When I'm sixty-four
Right at this very moment Nick and I are inventing and arranging our wedding music. I'm surprised at how much I've enjoyed planning this event with him and how much it will actually reflect our personalities. Although I am extremely excited and ecstatic, there is some amount of sadness surrounding the event.
A few weeks back my grandfather fell seriously ill and has been in and out of the hospital in an effort to prolong his inevitable death. My family, especially my grandma who has been married to him for 62 years, is having difficulty accepting this terrible loss.
My grandparents were not going to be able to attend my wedding because of my grandpa's health, and the distance that separates us. Yet even without their presence, this wedding has turned into a much needed family bonding event.

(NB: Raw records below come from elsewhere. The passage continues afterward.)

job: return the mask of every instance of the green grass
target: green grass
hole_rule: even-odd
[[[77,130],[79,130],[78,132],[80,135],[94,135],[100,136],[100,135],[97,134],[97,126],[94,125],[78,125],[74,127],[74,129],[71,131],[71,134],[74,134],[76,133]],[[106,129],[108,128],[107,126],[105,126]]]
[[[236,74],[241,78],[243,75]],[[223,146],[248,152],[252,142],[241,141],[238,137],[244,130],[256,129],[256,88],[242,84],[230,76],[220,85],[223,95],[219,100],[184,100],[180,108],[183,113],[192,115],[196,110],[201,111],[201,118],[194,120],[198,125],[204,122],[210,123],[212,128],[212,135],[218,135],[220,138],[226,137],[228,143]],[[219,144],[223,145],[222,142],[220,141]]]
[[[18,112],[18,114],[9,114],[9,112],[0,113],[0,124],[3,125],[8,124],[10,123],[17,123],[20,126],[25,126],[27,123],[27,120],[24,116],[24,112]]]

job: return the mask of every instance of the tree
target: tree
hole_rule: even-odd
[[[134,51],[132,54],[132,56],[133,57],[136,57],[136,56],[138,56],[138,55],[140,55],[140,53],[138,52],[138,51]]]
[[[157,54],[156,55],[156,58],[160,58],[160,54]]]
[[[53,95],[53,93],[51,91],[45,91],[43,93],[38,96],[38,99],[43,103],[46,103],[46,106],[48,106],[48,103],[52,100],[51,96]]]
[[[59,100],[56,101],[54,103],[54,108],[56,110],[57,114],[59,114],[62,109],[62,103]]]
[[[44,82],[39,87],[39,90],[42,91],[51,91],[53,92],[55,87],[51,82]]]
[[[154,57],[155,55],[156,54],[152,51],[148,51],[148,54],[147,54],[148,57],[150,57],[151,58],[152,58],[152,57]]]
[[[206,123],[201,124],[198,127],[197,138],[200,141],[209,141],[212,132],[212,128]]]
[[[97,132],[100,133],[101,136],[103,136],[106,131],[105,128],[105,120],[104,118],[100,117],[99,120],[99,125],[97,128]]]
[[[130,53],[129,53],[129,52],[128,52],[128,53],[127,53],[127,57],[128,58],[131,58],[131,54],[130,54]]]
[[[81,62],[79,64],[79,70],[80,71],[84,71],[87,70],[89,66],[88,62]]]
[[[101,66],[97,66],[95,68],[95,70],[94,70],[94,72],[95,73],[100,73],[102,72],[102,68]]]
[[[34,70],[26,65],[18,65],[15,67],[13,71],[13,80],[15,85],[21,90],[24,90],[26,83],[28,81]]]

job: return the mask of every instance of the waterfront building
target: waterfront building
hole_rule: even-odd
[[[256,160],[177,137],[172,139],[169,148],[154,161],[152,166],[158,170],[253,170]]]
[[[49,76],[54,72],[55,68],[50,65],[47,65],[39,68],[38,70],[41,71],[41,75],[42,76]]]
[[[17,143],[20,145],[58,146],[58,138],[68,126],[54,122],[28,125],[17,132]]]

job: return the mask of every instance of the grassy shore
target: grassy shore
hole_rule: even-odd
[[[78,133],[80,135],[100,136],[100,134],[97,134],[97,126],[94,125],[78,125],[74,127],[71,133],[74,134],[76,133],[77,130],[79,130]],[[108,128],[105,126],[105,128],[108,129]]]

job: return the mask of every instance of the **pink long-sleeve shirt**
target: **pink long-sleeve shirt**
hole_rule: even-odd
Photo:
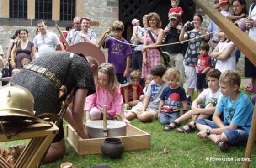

In the most painful and tender moments I have realized how important my family is and how the smallest thing, like a new baby, or a niece who calls herself ZoePrincessPonytailChavez have healing power like a mysterious salve.
I'm starting my own family now, and I have never been so aware of what that means and the potential power it possesses. We are both losing our grandparents -- together. We are having a baby -- together. We are moving and getting new jobs -- together. Two individuals with separate goals and ideas are merging to create an intermingled, shared life with subtleties that are often intangible and indescribable.
It's exactly what I want it to be and more.